Andre Tyler

No. 81
- Position: Wide receiver

Personal information
- Born: July 17, 1959 (age 67) Tucson, Arizona, U.S.
- Listed height: 6 ft 0 in (1.83 m)
- Listed weight: 180 lb (82 kg)

Career information
- High school: Long Beach Polytechnic (Long Beach, California)
- College: Stanford (1977–1981)
- NFL draft: 1982 (6th round, 158th overall pick)

Career history
- Tampa Bay Buccaneers (1982–1984);

Awards and highlights
- First-team All-Pac-10 (1980);

Career NFL statistics
- Games played: 14
- Receptions: 6
- Receiving yards: 77
- Return yards: 208
- Stats at Pro Football Reference

= Andre Tyler =

American football player (born 1959)

Andre Miguel Tyler (born July 17, 1959) is an American former professional football wide receiver who played in the National Football League (NFL) with the Tampa Bay Buccaneers. He played college football for the Stanford Cardinal.

==Early life==
Tyler was born on July 17, 1959, in Tucson, Arizona. He attended Long Beach Polytechnic High School in Long Beach, California. In his senior year, Tyler had 28 receptions for 513 yards and five touchdowns. He also competed in the high jump. Tyler committed to play college football for the Stanford Cardinal on National Signing Day. He was noted by scouts to have great speed, hands and route running.

==College career==
Tyler played college football for the Stanford Cardinal from 1977 to 1981. He had his best statistical season in 1980, where he led the Pac-10 in receiving yards (737) and tied for first in receptions (53). Tyler was named to the 1980 first-team All-Pac-10 team. He missed the entire 1981 season due to a stress fracture in his foot suffered in preseason practice. In 33 games, Tyler had 107 catches for 1,548 yards and 14 touchdowns.

==Professional career==
Tyler was selected in the sixth round, with the 158th overall selection, by the Tampa Bay Buccaneers in the 1982 NFL draft. He did not appear in any game in 1982 and made his debut the following season in the opening contest against the Detroit Lions, where he returned three punts for 21 yards.

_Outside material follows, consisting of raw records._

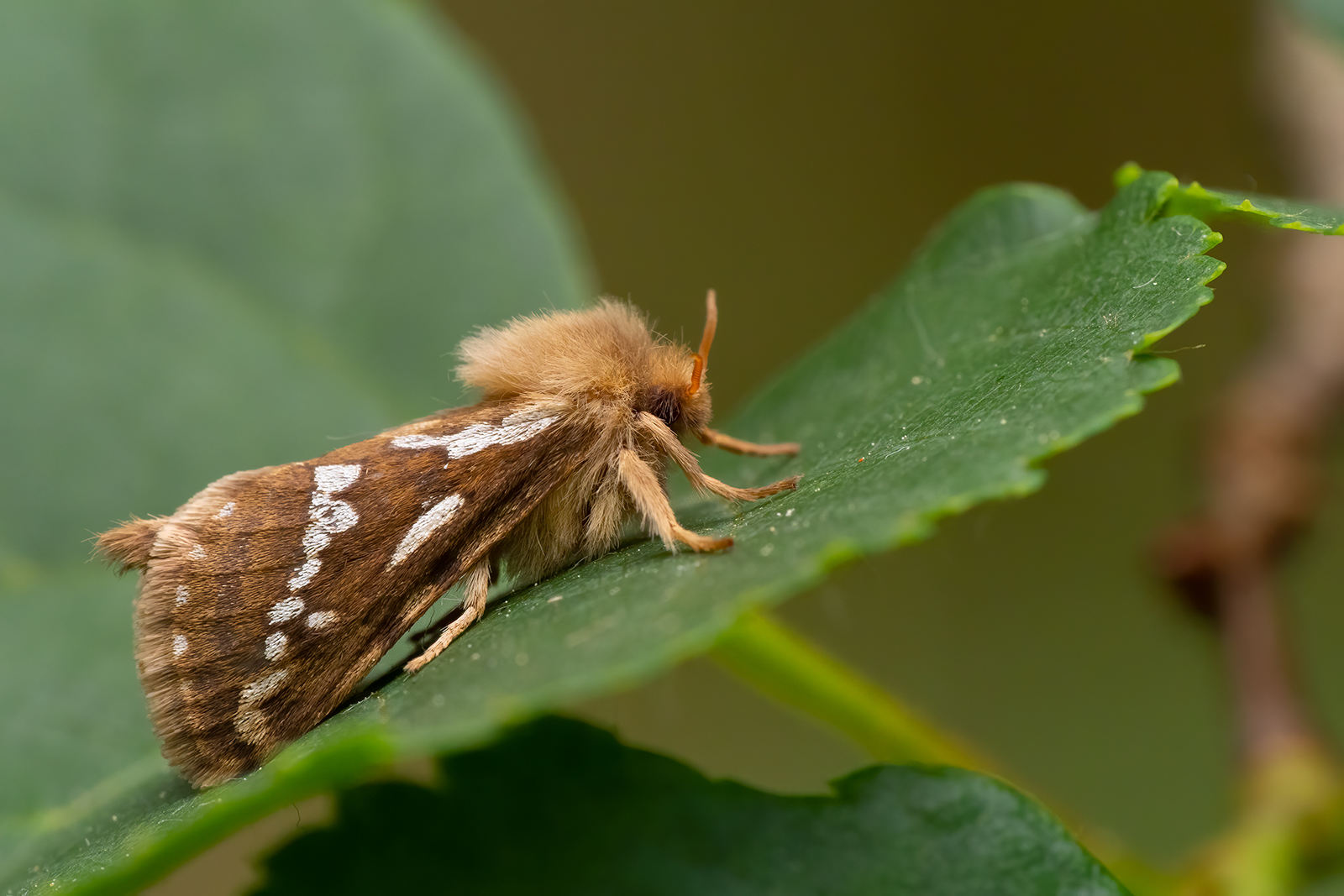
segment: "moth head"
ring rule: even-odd
[[[706,369],[718,322],[719,308],[711,289],[704,298],[704,334],[700,336],[700,351],[687,357],[685,349],[679,345],[659,347],[664,349],[663,357],[653,364],[649,387],[638,410],[653,414],[679,435],[708,426],[712,416]]]

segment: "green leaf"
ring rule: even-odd
[[[802,454],[707,455],[723,478],[805,474],[797,493],[737,512],[683,508],[684,523],[734,535],[731,552],[668,555],[641,541],[524,590],[417,677],[246,779],[200,795],[160,782],[120,791],[98,817],[106,827],[116,814],[114,829],[89,845],[83,821],[52,829],[42,849],[59,858],[40,862],[31,884],[133,888],[304,794],[395,756],[485,743],[504,724],[646,678],[839,563],[1039,488],[1038,461],[1137,412],[1144,392],[1177,376],[1142,349],[1208,301],[1220,263],[1203,255],[1218,242],[1204,224],[1159,218],[1176,189],[1146,173],[1097,214],[1044,187],[976,196],[905,277],[724,427],[797,438]]]
[[[433,789],[343,791],[257,893],[1126,892],[1038,803],[960,768],[878,766],[833,797],[778,797],[558,717],[439,763]]]
[[[116,875],[128,815],[191,795],[89,536],[452,404],[470,328],[591,286],[507,103],[414,4],[0,0],[0,881],[59,892],[55,856],[98,844],[62,885]]]
[[[1129,164],[1116,173],[1116,180],[1124,184],[1142,173],[1142,168]],[[1235,189],[1207,189],[1199,181],[1183,184],[1173,192],[1163,214],[1192,215],[1200,220],[1235,220],[1255,227],[1281,227],[1309,234],[1344,232],[1344,210]]]
[[[437,410],[472,326],[587,297],[411,4],[5,0],[0,83],[0,556]]]

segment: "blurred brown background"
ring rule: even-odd
[[[1290,191],[1254,99],[1243,0],[439,5],[530,117],[602,289],[673,334],[698,333],[704,289],[719,290],[720,420],[984,185],[1038,180],[1097,207],[1134,160]],[[1269,263],[1293,238],[1223,232],[1216,301],[1159,345],[1199,347],[1177,356],[1184,383],[1052,461],[1040,494],[953,520],[782,610],[1013,780],[1157,861],[1226,818],[1232,746],[1216,645],[1144,552],[1199,494],[1200,426],[1259,339]],[[1308,690],[1333,731],[1341,537],[1333,501],[1290,582]],[[867,762],[707,661],[579,712],[771,789],[820,791]],[[234,892],[261,846],[320,814],[281,813],[156,892]]]

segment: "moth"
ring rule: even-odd
[[[634,517],[669,551],[731,545],[677,523],[668,462],[728,501],[800,477],[726,485],[681,437],[762,457],[798,446],[710,429],[716,321],[711,290],[698,352],[655,337],[612,298],[481,329],[457,368],[478,404],[226,476],[172,516],[98,536],[122,572],[141,571],[136,665],[168,762],[198,787],[258,767],[331,713],[457,582],[456,618],[406,672],[481,617],[501,568],[536,582],[610,551]]]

In a close overtime loss to the Minnesota Vikings, Tyler was pressed into service as the holder. With 7:35 remaining in overtime, kicker Bill Capece missed a potential game-winning 33-yard field goal. In 14 games, he caught six passes for 77 yards and also had 208 punt return yards. Tyler missed two games with a groin injury.

On August 13, 1984, the Buccaneers placed Tyler on the injured reserve. He became a free agent after the 1984 season.